With 30 million people facing famine, the UN Secretary-General António Guterres has established a High-Level Task Force (HLTF) on Preventing Famine to coordinate attention on famine prevention and mobilize support to affected countries. In the first meeting (see notes) of the Task Force, led by Under-Secretary-General for Humanitarian Affairs and Emergency Relief Coordinator, Mark Lowcock and including representatives from WFP and FAO, stated its intention to focus efforts on preventing famine in the countries at highest risk of famine in 2021 if no action is taken: Yemen, South Sudan, and Nigeria (North-East), and potentially Burkina Faso.

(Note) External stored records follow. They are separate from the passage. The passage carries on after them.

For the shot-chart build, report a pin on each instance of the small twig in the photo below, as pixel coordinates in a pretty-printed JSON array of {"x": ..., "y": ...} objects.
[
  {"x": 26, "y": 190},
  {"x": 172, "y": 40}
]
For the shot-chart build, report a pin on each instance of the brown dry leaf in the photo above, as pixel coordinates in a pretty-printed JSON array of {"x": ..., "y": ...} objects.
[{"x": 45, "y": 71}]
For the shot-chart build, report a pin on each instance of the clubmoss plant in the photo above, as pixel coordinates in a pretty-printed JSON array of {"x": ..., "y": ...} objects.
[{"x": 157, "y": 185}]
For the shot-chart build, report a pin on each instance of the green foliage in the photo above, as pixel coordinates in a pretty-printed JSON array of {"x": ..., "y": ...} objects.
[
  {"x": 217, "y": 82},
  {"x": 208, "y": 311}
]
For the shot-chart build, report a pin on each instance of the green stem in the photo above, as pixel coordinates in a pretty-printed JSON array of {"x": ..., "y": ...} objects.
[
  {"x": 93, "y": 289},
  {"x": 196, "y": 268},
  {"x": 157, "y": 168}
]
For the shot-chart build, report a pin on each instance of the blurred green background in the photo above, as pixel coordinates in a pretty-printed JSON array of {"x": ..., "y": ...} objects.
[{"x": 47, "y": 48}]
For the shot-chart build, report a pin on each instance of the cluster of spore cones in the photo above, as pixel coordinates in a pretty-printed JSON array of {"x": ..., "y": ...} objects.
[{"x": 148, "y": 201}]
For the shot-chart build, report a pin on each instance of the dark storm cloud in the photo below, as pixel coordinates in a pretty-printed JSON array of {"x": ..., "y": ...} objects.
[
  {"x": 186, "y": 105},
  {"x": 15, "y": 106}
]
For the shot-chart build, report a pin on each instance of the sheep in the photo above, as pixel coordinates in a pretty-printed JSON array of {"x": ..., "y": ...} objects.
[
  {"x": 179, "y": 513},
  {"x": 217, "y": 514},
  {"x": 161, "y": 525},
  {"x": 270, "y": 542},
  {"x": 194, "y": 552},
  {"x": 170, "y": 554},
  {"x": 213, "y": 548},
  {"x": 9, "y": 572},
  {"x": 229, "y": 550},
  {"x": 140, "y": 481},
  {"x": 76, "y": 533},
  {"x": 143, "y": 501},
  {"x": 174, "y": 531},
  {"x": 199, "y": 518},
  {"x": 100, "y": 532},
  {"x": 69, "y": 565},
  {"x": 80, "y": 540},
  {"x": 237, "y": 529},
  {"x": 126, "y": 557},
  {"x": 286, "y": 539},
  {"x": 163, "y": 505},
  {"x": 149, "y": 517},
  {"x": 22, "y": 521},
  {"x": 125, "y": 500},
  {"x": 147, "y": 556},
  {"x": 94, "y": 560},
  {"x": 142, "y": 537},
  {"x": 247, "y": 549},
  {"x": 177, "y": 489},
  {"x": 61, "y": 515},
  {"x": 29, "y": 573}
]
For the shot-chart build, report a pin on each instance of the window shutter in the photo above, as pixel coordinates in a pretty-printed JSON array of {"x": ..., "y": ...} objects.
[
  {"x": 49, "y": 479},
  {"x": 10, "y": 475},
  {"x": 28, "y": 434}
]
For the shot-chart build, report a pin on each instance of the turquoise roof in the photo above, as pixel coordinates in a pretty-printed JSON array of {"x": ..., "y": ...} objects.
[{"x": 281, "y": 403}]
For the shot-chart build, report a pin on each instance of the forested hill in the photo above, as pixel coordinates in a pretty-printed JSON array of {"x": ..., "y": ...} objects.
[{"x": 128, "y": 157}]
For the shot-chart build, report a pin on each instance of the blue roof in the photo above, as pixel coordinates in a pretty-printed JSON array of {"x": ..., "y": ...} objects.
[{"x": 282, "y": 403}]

The work will draw on the collective efforts of IASC members, around advocacy and resource mobilization, to avert the risk of famine in 2021, building on existing structures and modalities – no new funding plans are envisaged. Efforts will focus on advocating for resources for famine prevention; advocating for improved access; and joining up efforts to share data and real time information. The Task Force was called upon to support a better understanding of the complexities of each context - and for integrated-multi-sectoral solutions (particularly on women and girls). There is need for urgent advocacy on the continuing impact of COVID-19 - particularly the drop in remittances, lockdowns and other restrictions - on food insecurity. It is expected that the Secretary-General may report back to the Security Council in May (date TBC).
An early warning analysis, Hunger Hotspots, was published by FAO and WFP in late March 2021, outlining 20 countries and situations where deterioration of acute food insecurity is imminent over the coming months. Yemen, South Sudan and Nigeria were identified in the report as countries with the highest alert.